Ramon Llull

1231 – 1315 AD

Following a series of five epiphany visions of Christ, Llull left behind a squandered youth of licentious vagabondage in Spain to pursue a lifelong series of missions in the Middle East. His ardent pacifism put him at odds with his contemporaries during the Crusades, but that nonviolence factored into his complex system of belief and mystical worship for which he would become greatly renown; the practice that he called his Art was first detailed in The Abbreviated Art of Finding Truth (Art Abreujada d’Atrobar Veritat, 1290), although after poor reception from his students, he scripted a second draft entitled The Ultimate General Art (Ars Generalis Ultima). The Art was an attempt to organize all knowledge of his admittedly infinite universe into one unified system of understanding.

Llull, through his efforts to mechanize the foundations of knowledge, became one of the earliest pioneers in the science of information. His methods of structuring logic mathematically are credited with the discoveries of the Borda count and the Condorcet criterion even before Borda and Condorcet had those things named after them; he earned the moniker Dr.
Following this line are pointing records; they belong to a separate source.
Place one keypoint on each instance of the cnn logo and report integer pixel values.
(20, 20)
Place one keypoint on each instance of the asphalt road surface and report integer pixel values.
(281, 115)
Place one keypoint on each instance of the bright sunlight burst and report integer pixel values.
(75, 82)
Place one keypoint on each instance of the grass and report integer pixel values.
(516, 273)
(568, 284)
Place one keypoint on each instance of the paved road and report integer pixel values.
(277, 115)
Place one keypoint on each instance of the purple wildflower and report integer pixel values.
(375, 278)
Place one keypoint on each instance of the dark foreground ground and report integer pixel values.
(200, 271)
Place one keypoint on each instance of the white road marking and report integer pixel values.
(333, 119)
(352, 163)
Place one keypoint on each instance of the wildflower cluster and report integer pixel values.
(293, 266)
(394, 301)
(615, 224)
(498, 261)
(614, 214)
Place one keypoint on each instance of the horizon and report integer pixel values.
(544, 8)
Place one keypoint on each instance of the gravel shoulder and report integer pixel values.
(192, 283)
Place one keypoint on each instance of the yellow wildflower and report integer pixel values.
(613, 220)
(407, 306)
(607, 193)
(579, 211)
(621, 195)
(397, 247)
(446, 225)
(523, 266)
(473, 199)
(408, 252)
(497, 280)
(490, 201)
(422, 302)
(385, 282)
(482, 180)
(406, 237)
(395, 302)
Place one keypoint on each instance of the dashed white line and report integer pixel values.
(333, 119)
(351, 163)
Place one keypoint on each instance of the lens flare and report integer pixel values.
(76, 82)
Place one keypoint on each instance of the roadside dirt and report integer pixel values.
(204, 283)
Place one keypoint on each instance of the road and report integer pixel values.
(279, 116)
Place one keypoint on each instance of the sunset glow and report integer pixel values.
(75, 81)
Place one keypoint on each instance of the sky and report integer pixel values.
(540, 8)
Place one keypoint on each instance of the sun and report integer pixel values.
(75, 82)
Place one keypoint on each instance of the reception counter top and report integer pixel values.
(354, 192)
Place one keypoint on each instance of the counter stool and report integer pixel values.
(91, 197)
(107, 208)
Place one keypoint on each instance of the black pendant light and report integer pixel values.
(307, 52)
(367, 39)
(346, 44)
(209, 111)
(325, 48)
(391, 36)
Illuminatus as a result of his opaque manner of speech.

Over the course of the Middle Ages, centuries after his death, innumerable pseudo-texts surfaced that cited Ramon/Raymond Llull/Lully as their author. The Pseudo-Llulls claimed to have turned lead into gold, and to have developed an elixir of life. Although the true Llull decried the occult arts in general (and the transmutation of metals specifically), his reputation is indissociably linked to the impostor texts. True Lullian works can be identified by their frequent references to his Arts, and by referencing sources cited with the catalogue of books that were available to Llull in his library.